I colori, la fluidità delle animazioni, il fotorealismo di animali e paesaggi (le foche e le orche oltre ai pinguini e soprattutto fate caso a ghiaccio e acqua…Sbalorditivi!), tutto è talmente ben realizzato da lasciare stupiti non solo all’inizio, ma durante tutto il film, al punto che io stesso mi sono sorpreso di essere a volte più interessato alla resa grafica che alla storia! Sarebbe però stata una profonda delusione se la qualità di questo prodotto si fossero fermate all’estetica, quindi vediamo come alla Warner hanno provato a raccontare una storia all’altezza dei mezzi messi in gioco.

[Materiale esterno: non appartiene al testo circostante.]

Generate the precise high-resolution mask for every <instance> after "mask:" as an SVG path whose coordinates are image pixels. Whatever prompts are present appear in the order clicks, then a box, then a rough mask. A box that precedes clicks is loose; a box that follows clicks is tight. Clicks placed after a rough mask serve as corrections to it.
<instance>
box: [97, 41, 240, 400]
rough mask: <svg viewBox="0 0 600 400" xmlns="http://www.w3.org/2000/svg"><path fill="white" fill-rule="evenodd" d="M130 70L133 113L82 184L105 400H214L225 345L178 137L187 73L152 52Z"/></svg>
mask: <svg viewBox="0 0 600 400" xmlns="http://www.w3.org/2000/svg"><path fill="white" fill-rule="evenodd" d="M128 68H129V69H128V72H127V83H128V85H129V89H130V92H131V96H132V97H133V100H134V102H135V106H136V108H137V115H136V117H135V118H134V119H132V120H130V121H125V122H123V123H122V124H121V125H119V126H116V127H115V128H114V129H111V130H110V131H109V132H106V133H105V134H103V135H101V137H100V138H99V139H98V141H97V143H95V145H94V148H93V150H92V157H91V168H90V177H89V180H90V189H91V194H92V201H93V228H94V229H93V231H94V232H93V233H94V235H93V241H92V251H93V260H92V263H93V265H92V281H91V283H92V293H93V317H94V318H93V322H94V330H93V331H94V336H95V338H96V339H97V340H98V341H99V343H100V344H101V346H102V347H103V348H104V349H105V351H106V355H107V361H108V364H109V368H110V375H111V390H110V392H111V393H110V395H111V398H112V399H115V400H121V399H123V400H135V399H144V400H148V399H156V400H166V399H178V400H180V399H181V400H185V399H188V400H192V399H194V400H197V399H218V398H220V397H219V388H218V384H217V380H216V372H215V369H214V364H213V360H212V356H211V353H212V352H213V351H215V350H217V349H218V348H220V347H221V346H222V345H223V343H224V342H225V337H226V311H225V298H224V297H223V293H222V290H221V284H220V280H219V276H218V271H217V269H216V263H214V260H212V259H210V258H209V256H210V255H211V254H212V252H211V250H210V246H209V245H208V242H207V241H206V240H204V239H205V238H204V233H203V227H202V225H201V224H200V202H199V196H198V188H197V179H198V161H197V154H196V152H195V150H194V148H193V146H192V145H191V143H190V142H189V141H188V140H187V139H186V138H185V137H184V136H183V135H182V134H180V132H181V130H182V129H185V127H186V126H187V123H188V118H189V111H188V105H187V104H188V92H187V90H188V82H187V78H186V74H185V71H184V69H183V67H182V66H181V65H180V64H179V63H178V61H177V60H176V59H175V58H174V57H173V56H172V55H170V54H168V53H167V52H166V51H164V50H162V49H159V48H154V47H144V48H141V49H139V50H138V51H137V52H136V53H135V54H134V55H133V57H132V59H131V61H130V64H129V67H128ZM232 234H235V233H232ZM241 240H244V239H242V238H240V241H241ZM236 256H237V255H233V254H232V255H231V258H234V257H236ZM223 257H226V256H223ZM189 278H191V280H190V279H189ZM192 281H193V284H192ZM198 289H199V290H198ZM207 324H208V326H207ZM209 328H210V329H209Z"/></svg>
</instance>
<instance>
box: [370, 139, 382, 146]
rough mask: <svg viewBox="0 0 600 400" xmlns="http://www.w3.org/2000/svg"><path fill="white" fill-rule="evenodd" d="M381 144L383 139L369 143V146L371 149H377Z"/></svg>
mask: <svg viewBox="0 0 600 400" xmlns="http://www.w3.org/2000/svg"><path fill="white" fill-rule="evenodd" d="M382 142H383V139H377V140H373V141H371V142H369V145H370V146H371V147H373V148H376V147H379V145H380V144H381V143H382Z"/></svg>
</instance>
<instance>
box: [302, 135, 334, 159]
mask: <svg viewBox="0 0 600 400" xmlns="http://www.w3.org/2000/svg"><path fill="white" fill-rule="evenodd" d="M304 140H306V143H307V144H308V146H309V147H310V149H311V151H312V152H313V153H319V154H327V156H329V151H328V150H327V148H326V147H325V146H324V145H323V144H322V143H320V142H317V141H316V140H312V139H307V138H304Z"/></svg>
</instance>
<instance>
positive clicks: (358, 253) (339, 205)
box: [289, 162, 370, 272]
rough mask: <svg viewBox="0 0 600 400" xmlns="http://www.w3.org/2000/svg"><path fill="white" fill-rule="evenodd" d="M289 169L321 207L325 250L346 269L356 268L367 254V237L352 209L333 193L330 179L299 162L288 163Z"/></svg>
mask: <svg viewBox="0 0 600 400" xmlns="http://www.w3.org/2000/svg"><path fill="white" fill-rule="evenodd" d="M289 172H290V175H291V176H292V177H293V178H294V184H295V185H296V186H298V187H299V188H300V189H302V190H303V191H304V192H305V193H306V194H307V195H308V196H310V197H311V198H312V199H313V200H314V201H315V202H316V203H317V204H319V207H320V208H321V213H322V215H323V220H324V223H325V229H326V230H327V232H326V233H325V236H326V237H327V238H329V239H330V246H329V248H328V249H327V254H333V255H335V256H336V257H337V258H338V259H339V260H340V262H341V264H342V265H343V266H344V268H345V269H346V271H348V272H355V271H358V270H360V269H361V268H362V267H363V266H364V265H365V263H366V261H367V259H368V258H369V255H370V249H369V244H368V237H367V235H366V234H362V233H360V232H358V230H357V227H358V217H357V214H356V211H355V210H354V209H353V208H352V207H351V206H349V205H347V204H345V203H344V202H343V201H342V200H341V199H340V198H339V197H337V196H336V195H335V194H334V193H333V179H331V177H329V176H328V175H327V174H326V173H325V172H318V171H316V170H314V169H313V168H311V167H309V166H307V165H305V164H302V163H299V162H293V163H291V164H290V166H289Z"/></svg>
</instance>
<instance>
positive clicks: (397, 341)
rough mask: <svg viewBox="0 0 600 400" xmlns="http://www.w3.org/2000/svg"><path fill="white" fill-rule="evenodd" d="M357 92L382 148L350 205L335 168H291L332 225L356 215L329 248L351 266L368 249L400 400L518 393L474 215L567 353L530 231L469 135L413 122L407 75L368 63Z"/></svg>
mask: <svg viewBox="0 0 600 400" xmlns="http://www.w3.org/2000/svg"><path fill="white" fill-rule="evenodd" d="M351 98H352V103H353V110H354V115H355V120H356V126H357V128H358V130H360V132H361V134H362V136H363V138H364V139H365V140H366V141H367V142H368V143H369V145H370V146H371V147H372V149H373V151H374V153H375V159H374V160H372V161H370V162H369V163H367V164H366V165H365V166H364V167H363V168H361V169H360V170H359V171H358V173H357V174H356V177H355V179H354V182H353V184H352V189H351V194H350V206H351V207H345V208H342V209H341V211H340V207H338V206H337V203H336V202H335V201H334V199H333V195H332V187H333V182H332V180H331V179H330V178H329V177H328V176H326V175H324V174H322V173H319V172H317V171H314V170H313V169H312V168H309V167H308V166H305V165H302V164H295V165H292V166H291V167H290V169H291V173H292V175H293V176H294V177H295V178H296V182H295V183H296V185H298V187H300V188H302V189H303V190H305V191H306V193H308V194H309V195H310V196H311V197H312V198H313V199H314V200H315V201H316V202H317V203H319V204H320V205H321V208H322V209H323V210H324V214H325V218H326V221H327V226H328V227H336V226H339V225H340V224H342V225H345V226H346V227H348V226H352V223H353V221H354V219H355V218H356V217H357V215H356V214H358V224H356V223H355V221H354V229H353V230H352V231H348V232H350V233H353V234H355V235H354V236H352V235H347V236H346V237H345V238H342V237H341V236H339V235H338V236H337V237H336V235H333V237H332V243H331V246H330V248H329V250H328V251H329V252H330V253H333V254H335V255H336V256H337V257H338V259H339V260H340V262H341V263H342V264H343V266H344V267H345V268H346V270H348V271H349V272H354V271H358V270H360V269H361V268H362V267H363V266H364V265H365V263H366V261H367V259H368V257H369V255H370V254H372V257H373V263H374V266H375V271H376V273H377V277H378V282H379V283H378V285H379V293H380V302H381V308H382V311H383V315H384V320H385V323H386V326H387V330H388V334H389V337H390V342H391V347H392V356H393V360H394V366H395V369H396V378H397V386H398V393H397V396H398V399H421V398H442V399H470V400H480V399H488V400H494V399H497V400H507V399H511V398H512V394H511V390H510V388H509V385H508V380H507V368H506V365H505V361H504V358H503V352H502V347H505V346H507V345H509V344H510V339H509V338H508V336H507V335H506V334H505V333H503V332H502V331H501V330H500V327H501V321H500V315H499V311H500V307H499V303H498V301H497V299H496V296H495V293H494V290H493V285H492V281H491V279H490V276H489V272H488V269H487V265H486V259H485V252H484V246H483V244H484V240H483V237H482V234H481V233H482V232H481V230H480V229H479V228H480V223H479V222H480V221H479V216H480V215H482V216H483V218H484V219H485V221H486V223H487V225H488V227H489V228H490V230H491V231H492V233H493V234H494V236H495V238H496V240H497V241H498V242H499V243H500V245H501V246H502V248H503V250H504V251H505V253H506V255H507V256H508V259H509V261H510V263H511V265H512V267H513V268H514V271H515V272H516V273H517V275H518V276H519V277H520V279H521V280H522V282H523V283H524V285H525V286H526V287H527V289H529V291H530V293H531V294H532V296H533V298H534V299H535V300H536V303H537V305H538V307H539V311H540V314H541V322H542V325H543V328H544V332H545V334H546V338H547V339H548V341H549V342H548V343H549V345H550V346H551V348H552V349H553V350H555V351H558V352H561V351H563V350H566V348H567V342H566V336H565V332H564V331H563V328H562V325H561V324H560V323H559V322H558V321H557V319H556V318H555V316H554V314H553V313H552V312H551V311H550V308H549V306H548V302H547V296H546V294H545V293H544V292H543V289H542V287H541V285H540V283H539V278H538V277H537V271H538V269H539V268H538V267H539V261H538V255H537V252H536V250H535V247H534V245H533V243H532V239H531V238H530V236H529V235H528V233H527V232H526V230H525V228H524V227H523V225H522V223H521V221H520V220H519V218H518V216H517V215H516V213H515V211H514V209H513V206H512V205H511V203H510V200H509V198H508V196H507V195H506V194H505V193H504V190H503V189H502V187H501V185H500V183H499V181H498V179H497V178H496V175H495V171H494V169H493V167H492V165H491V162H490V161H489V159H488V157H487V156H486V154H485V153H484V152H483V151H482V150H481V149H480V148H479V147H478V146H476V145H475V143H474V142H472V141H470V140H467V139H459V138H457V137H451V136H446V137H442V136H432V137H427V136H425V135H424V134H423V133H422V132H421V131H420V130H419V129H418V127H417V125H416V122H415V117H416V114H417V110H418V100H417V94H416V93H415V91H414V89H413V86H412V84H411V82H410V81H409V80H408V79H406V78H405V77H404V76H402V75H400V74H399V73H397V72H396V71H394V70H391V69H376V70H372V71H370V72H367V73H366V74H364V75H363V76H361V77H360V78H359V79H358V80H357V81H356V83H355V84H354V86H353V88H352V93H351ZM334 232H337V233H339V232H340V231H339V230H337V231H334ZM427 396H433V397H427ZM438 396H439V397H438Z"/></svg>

Una comunità di pinguini imperatori vive in una sperduta landa fra i ghiacci dell’Antartide e conduce la propria vita secondo le sue antiche tradizioni, fra le quali quelle del corteggiamento affidato al canto. Dall’unione di due pinguini molto dotati, Memphis e Norma Jean (questi nomi vi sembrano riferimenti a qualcuno? Chissà che non abbiate ragione…!), nasce Mambo, un pinguino molto…particolare… Infatti il pulcino manifesta subito una forte personalità e una spiccata propensione a muovere a ritmo le zampe, lanciandosi in sfrenati tip-tap che lasciano perplessi gli altri membri della comunità…A questo si aggiunga che le capacità canore di Mambo sono paragonabili a quelle della sirena dei pompieri: ne viene fuori un quadro preoccupante per le possibilità di integrazione del povero pulcino dagli occhini azzurri…Come se non bastasse il pinguino crescendo si innamora di Gloria, la migliore giovane cantante della colonia, ma come fare a conquistarla non essendo in grado di trovare la propria “canzone del cuore”? L’aiuto di alcuni nuovi amici conosciuti in una comunità di pinguini di una razza diversa lo aiuta a sopportare la situazione e a tirare avanti ma, dato che nevica sempre sul ghiaccio, il povero Mambo e le sue pratiche “devianti” vengono accusati di essere la causa della carestia che sta portando alla fame la comunità… Costretto ad abbandonare il suo mondo, Mambo decide di scoprire cosa davvero sia successo, convinto che “gli alieni” abbiano una parte nella situazione che si è venuta a creare…E cosa c’entrano gli alieni? Se vi immaginate omini verdi con le antenne in effetti nulla, ma agli occhi dei poveri abitanti dell’Antartide “alieni” sono “quella specie di grandi pinguini rosa e senza piume con gli occhi in posizione frontale” con i quali alcuni hanno avuto occasione di entrare in contatto…
Questo a grandi linee è il filo conduttore della pellicola, sul quale si intrecciano tutte le situazioni che Mambo vivrà, alcune spassose (su tutte in assoluto, quella del canto in playback con l’aiuto del pinguino Ramon…Fantastico!), alcune commoventi, altre “spaventose”, tutte caratterizzate da una cura straordinaria. A tal riguardo è interessante anche l’utilizzo di attori in carne ed ossa per il ruolo degli umani, un po’ come succedeva in “Chi ha incastrato Roger Rabbit”, ma con risultati consoni ai tempi moderni. La storia è tutto sommato semplice, anche se tocca temi molto attuali: lo scontro generazionale, il rapporto tradizione/modernità, la discriminazione del diverso, l’ecologia, il ruolo messianico e il riscatto della “personalità deviante”, l’importanza dei rapporti sociali (figli/genitori, maschio/femmina, l’amicizia), la capacità di mobilitazione, il coraggio delle proprie idee. In alcuni momenti in verità i passaggi da una situazione all’altra non sono chiarissimi e il deus ex machina finale è un po’ ingenuo, ma si tratta di una favola e, lasciatemelo ripetere ancora, questa fa davvero sognare!